Post # 1
I was just wondering how long it took for everyone to feel as if they are officially part of their FI’s family.
I’ve known my Fiance for years but only started joining family functions a year ago. I find that I still feel "out of the loop" with a lot of things and not quite part of the group.
How long should I expect to feel this way?
Post # 3
It depends on how much you see them. It always takes time to break into a new group, family or friends. I would suggest you look for ways to bond with them. Maybe you want to have a girls night out with some of them or ask his mother if she would come with yout to help you choose something for the wedding. (If you don’t like her and don’t want her opinion…this would be a bad idea)
Post # 4
Not sure how long the assimilation will take as each family is different….
I’m finding this very difficult too. Our families are very culturally/socially different. I definitely feel like an outsider because we are an interfaith couple… we don’t share the same holidays or traditions. I have a career and the other women in his family have never worked despite all having college degrees. On top of that, they tend to be introverted and keep any kind of emotion bottled up (good or bad… they just don’t show any feeling at all). I’m not convinced that I will ever feel like part of "the family".
Post # 5
Depends on what you’re looking for – I’ve been with my Fiance for 5 years and we get on great. I went on vacation with his mom and my mom last year. But they’re still not mine – I don’t see how they will be. I feel in the loop, there is definitely a routine. But I’m not sure if it will ever be the same as going to Xmas at my house….
Sorry – it does get better you find out their interests and stuff and have stuff to talk about.
Post # 6
I have no idea. Fiance is really good about the idea that the two of us (and his two kids) are family now, regardless of the rest of his family. His brother is really nice, and we get along well. His sister is sort of psycho, but nobody gets along with her. His mom is just so happy that the kids have some kind of mother figure again that although I think she likes me there’s really no telling. His father (who passed away last year) had Alzheimer’s and didn’t recognize me half the time, although he also didn’t recognize Fiance about that often.
I don’t think it will ever feel like "family." My hope is that we all become reasonably good friends (except Future Sister-In-Law perhaps) and that we like and respect each other. Of course I have a pretty wonderful family of my own, so I don’t feel like I’m looking for an extra mom or sibling.

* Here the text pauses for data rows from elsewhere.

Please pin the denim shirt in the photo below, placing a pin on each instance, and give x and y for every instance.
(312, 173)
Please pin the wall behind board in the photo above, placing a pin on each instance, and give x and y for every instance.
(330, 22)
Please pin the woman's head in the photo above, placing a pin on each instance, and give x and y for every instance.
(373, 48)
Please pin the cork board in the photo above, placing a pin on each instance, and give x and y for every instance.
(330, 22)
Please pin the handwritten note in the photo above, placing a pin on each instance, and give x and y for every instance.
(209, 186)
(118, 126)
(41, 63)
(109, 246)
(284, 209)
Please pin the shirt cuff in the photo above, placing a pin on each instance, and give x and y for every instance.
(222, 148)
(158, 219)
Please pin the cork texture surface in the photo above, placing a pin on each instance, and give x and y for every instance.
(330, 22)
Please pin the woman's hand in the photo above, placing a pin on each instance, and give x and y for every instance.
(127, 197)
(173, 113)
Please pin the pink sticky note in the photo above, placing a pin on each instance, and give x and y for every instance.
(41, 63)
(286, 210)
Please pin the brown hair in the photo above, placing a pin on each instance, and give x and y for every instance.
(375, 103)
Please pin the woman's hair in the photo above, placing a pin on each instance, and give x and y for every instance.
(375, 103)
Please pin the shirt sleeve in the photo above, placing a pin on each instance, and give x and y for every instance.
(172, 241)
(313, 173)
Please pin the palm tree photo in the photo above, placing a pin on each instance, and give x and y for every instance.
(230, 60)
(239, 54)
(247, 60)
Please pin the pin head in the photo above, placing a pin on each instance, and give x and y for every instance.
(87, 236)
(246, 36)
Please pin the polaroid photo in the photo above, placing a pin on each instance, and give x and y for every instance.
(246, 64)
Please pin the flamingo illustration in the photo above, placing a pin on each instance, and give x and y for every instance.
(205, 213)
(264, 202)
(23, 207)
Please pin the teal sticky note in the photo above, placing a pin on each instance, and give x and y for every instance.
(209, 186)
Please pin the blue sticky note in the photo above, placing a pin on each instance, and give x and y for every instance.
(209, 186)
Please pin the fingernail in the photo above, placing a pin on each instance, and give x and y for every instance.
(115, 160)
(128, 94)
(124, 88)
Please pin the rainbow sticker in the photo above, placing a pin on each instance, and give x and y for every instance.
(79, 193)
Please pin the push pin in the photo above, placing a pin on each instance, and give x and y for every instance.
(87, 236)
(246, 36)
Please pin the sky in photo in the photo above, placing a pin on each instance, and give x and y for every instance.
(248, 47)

It did take me probably about a year to feel like I was "in" on the family jokes and one-liners. But now (at two and a half year) we have our own inside jokes that they don’t get either… We probably see them about every other month.
Post # 7
It’s highly variable. For example, Fiance and I joke that even before we were officially engaged, that I was family. It helps that they live very close and we see them about once a week. We see his extended family about once or twice a year and have definitely gotten closer, but it’s not quite the same as visiting my extended family, though I’m definitely part of clan – everyone is warm and welcoming.
Stick with it, try to create bonding opportunities and let the rest shake out how it may.
Post # 8
I woudn’t know because my Fiance was taken from his mom to come to this country by his biological mom’s friend. He grew up in an abusive family and so now he has cut all ties with them, but they sad this is that his "adopted mom" refuses to let him know his real parent’s name (I still think it’s because he was really kidnapped)…he has even tried going back to the country years ago to find her, but it’s hard w/o knowing a name…So to make a long story short, he has no biological blood relative here. All the people that will represent his side will be a lot of close friends on our wedding day
Eventually things will get better and you can bond with your new family if they are open enough.
Post # 9
It took me a while to really feel like I fit in. Last year, I went on vacation with his mom, step dad, and brother and that really helped. As far as his dad’s family goes, I am just starting to feel like I fit in and we’ve been together 2 1/2 years. Spending more time with them will definitely help, but just realize that some people aren’t very open and it takes them awhile to accept new people.
Post # 10
My mother never felt like one of the gang and she probably never will. She came close when she produced a son (carry on the name), but she continues to feel like the black sheep. I don’t really have this problem, both of my husband’s parents are deceased and his brothers live about 800 miles away and I have met them once in the four years we have been together.
Post # 11
I am definitley the black sheep. I don’t think I’ll ever feel real close to my fiance’s side… however, I don’t really think my fiance feels real connected eithe. He says he is… but I notice he’s getting super close to my family. If it happens.. it happens- if not, be polite and do your best to get along.
Post # 12
depends on the family… my dad isn’t close to his Mother-In-Law at all. they don’t get along, rarely talk despite the acknowledgement at family gatherings. i, on the other hand, have been close with my Mother-In-Law and two SILs since a few months into us dating (we’ve now been together 2.5 years, got married two months ago.)they live thirty minutes from us, while my family lives six hours away. naturally, we spend a lot of time with his family!
while i fit in to their family well, and they invited me to every event and vacation even when we were just dating, it’s still not the same as my family. it probably never will be, and that’s ok. i enjoy being with them anyways, and it makes me cherish time spent with my family even more.
Post # 13
Thanks for the comments everyone! I feel a lot better about the situation.